Bagi para pemangku kebijakan, temuan ini menjadi pengingat bahwa investasi terbaik dalam pembangunan manusia tidak hanya terletak pada pemberian makanan bergizi bagi anak usia sekolah, tetapi pada upaya melindungi kehamilan dan mempersiapkan calon ibu sejak dini. Bagi masyarakat umum, penelitian ini menjadi pengingat bahwa kesehatan anak bukan hanya tanggung jawab ibu, tetapi tanggung jawab seluruh lingkungan yaitu keluarga, kader, tenaga kesehatan, dan komunitas. Masyarakat yang memberikan dukungan emosional kepada ibu hamil, lingkungan sosial yang tidak menekan, serta akses layanan kesehatan yang ramah dan informatif, semuanya berperan dalam memastikan generasi masa depan dapat tumbuh optimal.

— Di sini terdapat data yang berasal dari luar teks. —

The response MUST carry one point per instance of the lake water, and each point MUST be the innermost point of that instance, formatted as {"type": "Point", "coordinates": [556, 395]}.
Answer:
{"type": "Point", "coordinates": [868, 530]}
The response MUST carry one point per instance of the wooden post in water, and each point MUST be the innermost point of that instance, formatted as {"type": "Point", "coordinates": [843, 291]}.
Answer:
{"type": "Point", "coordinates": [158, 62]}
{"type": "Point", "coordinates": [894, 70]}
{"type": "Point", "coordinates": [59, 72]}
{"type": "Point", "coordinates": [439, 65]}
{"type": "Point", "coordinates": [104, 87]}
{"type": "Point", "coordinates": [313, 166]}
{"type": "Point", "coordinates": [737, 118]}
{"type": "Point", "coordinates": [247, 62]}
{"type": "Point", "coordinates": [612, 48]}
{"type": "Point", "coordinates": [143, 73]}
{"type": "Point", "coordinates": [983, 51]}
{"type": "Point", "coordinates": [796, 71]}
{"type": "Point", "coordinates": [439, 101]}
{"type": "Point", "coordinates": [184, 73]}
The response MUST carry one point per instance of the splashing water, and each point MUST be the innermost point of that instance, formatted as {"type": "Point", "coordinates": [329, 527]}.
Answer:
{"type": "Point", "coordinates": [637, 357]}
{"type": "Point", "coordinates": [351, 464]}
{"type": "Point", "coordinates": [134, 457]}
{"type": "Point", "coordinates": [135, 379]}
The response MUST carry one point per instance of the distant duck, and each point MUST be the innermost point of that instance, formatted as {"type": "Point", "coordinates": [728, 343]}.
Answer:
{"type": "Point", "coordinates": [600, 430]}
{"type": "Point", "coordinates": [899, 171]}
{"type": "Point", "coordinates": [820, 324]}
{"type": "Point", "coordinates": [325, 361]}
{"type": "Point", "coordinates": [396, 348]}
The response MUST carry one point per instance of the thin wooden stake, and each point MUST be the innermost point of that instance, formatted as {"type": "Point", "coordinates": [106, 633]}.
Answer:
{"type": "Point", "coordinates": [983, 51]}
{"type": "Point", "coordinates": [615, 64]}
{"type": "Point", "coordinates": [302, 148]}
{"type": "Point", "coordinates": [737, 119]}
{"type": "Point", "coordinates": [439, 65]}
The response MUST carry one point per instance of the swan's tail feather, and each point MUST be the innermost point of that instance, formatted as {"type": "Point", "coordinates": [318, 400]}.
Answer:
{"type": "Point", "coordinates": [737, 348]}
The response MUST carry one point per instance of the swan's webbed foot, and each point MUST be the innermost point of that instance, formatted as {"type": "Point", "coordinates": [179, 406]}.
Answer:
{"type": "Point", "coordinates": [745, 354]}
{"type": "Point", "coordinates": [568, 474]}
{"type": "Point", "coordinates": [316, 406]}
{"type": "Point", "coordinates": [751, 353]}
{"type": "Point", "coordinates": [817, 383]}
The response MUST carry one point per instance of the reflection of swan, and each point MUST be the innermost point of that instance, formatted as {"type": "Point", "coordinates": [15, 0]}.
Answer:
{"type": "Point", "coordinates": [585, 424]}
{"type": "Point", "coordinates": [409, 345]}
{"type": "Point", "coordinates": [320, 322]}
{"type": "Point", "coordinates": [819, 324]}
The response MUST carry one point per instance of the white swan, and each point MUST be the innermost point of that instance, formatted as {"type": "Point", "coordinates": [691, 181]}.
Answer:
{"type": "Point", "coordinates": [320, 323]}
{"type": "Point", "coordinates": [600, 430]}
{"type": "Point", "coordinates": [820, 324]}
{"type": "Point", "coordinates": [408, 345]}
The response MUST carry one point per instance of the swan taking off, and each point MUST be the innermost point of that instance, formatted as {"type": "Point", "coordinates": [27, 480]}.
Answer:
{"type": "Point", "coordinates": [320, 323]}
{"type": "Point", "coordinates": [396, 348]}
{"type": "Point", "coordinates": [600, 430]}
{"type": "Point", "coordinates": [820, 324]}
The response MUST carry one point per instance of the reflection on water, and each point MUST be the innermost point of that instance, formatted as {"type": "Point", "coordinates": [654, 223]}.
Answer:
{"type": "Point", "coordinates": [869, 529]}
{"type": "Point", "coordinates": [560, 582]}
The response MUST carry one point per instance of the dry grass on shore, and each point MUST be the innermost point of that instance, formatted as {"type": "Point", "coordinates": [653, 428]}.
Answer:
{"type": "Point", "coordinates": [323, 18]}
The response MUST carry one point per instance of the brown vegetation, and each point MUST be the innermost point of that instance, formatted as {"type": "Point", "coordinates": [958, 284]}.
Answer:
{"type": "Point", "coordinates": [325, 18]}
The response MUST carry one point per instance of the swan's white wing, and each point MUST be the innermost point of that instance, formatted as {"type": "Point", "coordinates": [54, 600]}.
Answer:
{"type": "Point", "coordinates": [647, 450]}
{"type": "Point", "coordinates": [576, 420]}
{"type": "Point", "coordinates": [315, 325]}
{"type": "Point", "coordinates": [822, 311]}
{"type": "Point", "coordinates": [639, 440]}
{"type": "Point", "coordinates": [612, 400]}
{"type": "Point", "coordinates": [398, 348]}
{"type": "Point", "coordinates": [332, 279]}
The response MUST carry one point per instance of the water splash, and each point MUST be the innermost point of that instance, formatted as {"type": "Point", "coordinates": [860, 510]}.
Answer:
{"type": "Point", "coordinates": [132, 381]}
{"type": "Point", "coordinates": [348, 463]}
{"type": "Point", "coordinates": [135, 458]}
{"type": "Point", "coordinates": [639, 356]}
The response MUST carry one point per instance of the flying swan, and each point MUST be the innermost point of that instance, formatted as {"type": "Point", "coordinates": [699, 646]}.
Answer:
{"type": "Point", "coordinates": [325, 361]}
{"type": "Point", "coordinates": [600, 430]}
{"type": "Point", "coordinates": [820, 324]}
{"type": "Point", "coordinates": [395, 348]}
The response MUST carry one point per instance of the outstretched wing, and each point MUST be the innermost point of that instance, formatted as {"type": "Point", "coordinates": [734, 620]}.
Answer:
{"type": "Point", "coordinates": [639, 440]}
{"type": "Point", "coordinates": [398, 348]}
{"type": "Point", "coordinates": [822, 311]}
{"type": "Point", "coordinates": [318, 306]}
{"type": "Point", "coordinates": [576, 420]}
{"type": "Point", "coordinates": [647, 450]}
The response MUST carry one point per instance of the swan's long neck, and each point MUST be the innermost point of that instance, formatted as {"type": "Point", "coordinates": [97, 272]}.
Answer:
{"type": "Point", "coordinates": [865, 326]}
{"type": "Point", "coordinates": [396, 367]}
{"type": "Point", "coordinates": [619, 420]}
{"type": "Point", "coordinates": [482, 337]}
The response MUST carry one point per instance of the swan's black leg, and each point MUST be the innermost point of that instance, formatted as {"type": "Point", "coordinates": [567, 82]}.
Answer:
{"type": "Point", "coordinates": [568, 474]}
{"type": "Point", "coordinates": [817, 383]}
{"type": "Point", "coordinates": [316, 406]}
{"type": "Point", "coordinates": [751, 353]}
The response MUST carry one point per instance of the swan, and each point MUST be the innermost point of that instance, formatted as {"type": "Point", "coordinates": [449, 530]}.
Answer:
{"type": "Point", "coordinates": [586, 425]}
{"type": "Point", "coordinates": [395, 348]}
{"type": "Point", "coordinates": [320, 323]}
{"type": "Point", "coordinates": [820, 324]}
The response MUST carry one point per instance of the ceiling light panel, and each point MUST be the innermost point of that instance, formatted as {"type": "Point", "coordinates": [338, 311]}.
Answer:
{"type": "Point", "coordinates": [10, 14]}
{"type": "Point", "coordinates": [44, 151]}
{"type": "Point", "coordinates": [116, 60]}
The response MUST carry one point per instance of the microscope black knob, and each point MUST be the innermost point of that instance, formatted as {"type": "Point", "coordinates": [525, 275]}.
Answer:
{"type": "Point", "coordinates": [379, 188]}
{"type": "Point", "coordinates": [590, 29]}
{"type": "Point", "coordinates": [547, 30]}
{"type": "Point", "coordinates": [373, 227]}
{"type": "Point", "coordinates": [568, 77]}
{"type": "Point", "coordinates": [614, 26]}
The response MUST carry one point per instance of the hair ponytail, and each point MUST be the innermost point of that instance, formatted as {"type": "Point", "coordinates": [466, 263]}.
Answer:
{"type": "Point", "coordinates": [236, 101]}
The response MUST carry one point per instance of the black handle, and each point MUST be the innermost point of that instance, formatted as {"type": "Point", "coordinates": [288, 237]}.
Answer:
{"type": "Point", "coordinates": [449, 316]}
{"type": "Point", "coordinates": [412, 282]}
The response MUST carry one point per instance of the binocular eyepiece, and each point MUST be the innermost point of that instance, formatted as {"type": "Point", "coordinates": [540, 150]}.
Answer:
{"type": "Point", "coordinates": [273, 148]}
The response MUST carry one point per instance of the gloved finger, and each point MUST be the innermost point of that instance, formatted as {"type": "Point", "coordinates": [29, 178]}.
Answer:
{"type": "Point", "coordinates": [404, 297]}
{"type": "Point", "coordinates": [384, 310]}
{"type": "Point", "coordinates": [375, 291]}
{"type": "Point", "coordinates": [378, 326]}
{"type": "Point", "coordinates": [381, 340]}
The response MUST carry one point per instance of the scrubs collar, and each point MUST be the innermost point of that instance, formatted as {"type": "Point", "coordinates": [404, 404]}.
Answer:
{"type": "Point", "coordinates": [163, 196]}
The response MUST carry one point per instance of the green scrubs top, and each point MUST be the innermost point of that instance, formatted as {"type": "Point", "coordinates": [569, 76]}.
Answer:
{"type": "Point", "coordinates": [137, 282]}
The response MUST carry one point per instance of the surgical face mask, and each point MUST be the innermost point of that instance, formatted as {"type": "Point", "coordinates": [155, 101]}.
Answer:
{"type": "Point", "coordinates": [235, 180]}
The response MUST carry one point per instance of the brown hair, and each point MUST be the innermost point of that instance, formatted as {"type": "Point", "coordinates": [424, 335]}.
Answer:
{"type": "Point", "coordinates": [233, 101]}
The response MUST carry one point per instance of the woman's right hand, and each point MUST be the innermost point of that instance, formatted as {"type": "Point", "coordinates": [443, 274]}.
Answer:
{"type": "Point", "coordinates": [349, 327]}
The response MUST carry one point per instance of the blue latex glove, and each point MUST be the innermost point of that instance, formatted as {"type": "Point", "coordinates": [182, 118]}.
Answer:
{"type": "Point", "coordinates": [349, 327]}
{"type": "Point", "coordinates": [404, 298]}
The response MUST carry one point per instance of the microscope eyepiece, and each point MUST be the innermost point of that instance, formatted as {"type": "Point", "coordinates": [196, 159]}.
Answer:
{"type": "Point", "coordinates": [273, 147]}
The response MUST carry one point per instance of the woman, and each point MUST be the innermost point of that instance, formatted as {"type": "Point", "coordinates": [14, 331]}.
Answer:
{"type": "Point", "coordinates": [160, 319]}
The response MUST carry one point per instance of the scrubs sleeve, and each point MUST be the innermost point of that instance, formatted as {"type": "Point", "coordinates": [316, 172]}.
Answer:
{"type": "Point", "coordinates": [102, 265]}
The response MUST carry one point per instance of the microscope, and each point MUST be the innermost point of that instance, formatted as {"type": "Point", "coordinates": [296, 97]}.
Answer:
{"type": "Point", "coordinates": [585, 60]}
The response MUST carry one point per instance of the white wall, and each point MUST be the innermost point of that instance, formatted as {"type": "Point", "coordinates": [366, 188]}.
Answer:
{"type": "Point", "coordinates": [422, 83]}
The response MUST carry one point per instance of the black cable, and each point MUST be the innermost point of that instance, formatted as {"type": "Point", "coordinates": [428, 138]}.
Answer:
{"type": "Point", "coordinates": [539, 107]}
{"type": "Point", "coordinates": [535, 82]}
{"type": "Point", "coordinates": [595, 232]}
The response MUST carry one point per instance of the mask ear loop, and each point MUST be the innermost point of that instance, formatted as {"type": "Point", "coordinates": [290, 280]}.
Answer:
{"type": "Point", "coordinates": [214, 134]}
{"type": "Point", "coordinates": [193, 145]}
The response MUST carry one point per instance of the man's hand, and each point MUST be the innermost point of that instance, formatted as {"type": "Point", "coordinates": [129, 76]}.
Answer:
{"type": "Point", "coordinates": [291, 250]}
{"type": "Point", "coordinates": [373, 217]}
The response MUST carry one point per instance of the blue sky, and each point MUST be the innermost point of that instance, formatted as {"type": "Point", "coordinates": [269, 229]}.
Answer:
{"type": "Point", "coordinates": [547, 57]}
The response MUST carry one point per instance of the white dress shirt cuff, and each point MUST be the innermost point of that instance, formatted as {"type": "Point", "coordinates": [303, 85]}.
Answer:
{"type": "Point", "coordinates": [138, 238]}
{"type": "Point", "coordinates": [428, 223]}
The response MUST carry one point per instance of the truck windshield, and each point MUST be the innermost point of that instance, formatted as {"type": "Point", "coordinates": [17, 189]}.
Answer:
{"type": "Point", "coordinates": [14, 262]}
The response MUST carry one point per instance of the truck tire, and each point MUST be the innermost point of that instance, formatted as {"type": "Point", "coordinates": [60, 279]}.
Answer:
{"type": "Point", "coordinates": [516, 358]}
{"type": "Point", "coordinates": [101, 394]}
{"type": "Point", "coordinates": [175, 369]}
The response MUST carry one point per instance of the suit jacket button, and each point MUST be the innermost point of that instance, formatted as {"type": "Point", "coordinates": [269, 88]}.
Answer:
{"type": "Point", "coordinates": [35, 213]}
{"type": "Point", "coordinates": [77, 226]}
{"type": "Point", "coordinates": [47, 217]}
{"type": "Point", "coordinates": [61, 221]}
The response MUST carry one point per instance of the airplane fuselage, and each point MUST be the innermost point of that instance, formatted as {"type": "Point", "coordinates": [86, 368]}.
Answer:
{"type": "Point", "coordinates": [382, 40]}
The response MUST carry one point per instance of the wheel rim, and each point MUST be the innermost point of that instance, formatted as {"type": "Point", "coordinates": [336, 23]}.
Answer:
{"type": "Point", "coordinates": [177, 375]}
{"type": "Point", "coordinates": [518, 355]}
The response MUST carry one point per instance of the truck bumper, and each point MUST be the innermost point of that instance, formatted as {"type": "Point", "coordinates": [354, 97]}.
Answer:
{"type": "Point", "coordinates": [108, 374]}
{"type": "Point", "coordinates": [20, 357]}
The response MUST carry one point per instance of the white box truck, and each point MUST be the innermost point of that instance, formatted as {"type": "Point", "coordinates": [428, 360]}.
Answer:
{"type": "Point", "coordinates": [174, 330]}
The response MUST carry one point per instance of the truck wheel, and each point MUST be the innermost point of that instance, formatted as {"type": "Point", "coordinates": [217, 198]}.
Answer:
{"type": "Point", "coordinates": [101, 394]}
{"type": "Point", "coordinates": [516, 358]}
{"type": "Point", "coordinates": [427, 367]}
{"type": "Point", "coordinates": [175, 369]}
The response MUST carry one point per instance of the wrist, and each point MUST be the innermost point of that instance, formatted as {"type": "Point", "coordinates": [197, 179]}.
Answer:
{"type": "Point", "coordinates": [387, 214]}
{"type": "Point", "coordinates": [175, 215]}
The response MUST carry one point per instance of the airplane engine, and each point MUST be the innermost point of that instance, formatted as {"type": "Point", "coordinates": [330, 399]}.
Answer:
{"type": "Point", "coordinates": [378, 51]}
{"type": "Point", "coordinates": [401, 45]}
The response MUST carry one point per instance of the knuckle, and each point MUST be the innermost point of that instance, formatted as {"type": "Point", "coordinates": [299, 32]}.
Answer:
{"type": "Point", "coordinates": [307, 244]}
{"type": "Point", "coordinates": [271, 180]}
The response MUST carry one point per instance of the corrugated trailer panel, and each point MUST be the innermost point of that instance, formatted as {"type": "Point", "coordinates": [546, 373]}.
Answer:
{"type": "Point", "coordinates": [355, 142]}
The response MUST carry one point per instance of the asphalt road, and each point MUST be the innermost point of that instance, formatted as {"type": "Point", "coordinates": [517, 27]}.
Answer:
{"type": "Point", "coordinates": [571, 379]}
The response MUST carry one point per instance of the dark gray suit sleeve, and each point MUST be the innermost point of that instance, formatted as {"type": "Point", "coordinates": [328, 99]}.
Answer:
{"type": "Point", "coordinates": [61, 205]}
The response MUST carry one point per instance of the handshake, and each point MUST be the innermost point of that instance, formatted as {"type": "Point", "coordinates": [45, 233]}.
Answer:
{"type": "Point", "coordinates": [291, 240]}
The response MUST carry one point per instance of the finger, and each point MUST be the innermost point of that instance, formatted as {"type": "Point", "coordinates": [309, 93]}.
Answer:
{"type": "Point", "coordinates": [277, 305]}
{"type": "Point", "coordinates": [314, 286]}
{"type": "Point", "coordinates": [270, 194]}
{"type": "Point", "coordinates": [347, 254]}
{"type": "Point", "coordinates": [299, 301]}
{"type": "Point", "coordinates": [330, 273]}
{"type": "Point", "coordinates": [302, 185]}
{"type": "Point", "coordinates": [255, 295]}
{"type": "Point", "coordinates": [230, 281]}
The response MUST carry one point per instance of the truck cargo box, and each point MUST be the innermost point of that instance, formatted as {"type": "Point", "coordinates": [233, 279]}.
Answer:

Sebagai penutup, satu hal yang ingin saya tekankan adalah bahwa mencegah stunting dimulai dari merawat ibu. Ketika ibu hamil merasa aman, tenang, terinformasi, dan didukung, maka janin dalam kandungannya juga mendapatkan kesempatan terbaik untuk tumbuh sehat. Dalam jangka panjang, inilah fondasi yang akan menentukan kualitas generasi Indonesia di masa depan. Kita tidak hanya menyiapkan anak untuk dapat tumbuh tinggi, tetapi untuk tumbuh cerdas, tangguh, dan mampu berkontribusi pada negeri yang kita cintai.